An Initial Exploration of Theoretical Support for Language Model Data Engineering. Part 1: Pretraining

University of Edinburgh | yao.fu@ed.ac.uk

Started writing in Aug 20 2023

Released in Sep 05 2023

Thank for insight discussions with Ziming Liu @MIT, Junxian He @HKUST, Hao Peng @UIUC, and Ruibo Liu @Google DeepMind

Recently, the focus of research and open-source community are gradually shifting from model engineering to data engineering, realizing the crucial importance of data quality. However, when we say “we want better data”, what does “better data” mean precisely? When we say “we optimize the data composition”, what is the objective that we are optimizing?

We would like to study the theoretical support for the language modeling data engineering. We believe that in-depth understanding of the problem is equally important as developing methods to solve the problem, and theoretical analysis will lead us to predictable scaling: to predict the eventual performance on every single task before we actually run the experiments.

In this post, we aggregate recent insights about data engineering, and give problem formulations for data optimization — this is to say, we do NOT propose specific methods for optimizing data, but we discuss what is the problem we should solve when optimizing data, and the underlying principles that guide us. Specifically, we discuss the following objectives for pretraining and SFT data optimization:

For pretraining data optimization:

💡

Find the optimal mix ratio + data format + data curriculum such that the speed of learning is maximized.

For supervised finetuning / instruction tuning data optimization:

💡

Find the minimal combination of query-response pairs such that their coverage of the user preference distribution is maximized

Combining the insights from pretraining and finetuning, we would further find ways to connect the two to achieve predictable scaling, that is, given the pretrain and finetune data, given the model architecture and training hyperparameters, we would like to predict all the results before doing the experiments.
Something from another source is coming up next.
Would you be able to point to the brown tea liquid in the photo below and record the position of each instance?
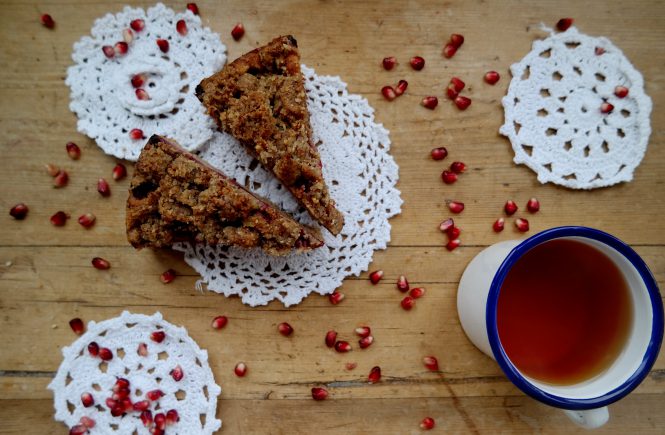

Specifically,

For predictable scaling:

💡

Find the scaling law where given the input as: pretrain data mixture + model scale + finetune data mixture + training algorithm such that the pretrain dev loss, downstream performance, human preference can be predicted before all experiments

Table of Content

1 - The problem of pretrain data optimization 2 - Using the speed of grokking as measurement 2.1 - What is grokking 2.2 - Speed of grokking 2.3 - Single skill grokking, aggregated skills, and downstream performance 2.4 - A concrete example of aggregated grokking 3 - Data factors that influence speed of learning 3.1 - Format of data 3.2 - Curriculum of data 3.3 - Mix ratio 3.4 - Caveat: model scaling 4 - Further discussion on measuring the speed of learning 4.1 - From micro level skill to macro level scaling curves 4.2 - Aggregating single-skill grokking to scaling law and emergent abilities 4.3 - We probably want something beyond dev loss and single-skill accuracy 5 - Lossless compression, Kolmogorov complexity and generative process 5.1 - A random number generator example 5.2 - Kolmogorov complexity 6 - Summary and connection to instruction tuning Appendix: Scaling Laws

1 - The problem of pretrain data optimization

We first clarify that although the final next-word prediction loss is typically used for measure pretraining, this is not the objective when we optimize the pretrain data mixture. We are not directly optimizing the final loss, but we are optimizing the speed of loss decrease — we would like the the derivative of the learning curve to be larger, thus a steeper curve. To measure the speed of learning, instead of using the next-word prediction loss (which is quite informative given its connection to lossless compression), we consider the speed of grokking — how fast the model can obtain a specific skill — might be a good alternative metrics. We will circle back to the connection of grokking and next word prediction loss later.

2 - Using the speed of grokking as measurement

2.1 - What is grokking

Grokking means at a certain step of training, the model suddenly learns a skill and transits from memorization to generalization

For a specific “skill”, for example, modular addition, we quote a typical learning curve from Pearce et. al. 2023. As we can see, at the beginning of training, the model memorizes the training data and the test performance does not change. As the training goes on, there is a phase-change period from step 35k to 45k where the model suddenly transits from memorization to generalization, showing 100% accuracy on the test set. Such phase change during learning is called “grokking”.

2.2 - Speed of grokking

Under different hyper-parameters, the model have different speed of grokking.

Speed means, say I have two hyperparameter settings, for setting 1 the model achieve 90+ test accuracy after 1000 optimization steps, for setting 2 the model that requires 2000 steps, then we say hyperparameter setting 1 gives model a faster speed of grokking than setting 2.

As we can see in the above figure we quote from the original grokking paper (Power et. al. 2022), multiple factors influence the speed of grokking: weight decay makes the grokking time earlier (thus faster speed), while too small / large learning rate makes the grokking time later (thus slower speed) — again, here the objective is not optimizing the final performance, the objective is to optimize the speed, the derivative of the performance curve.

Ideally, we want a steep learning curve where the speed of grokking is maximized.

2.3 - Single skill grokking, aggregated skills, and downstream performance

We note there exists a notion of granularity of skills. For example:

Single skill: like two digits addition

Aggregated skills: one digit addition + two digits addition + two digits subtraction + …

Downstream performance: GSM8k math work problem performance

Usually, a task requires the combination of multiple skills. Say a downstream task is GSM8k-styled math reasoning, then the skills required might be two digits addition, two digits subtraction, understanding the order between numbers like 1 is smaller than 2, understanding the 1 week means 7 days .etc. — each of these skill may have different grokking point during training (this also explains why one needs to train the model long enough), and only by combining all of them the model can do GSM8k reasoning.

2.4 - A concrete example of aggregated grokking

Left: list of linguistic skills; right: locations when these skills emerge during training. Speeding up grokking means we want to move these dots leftwards — to make these skills emerge at a earlier training stage.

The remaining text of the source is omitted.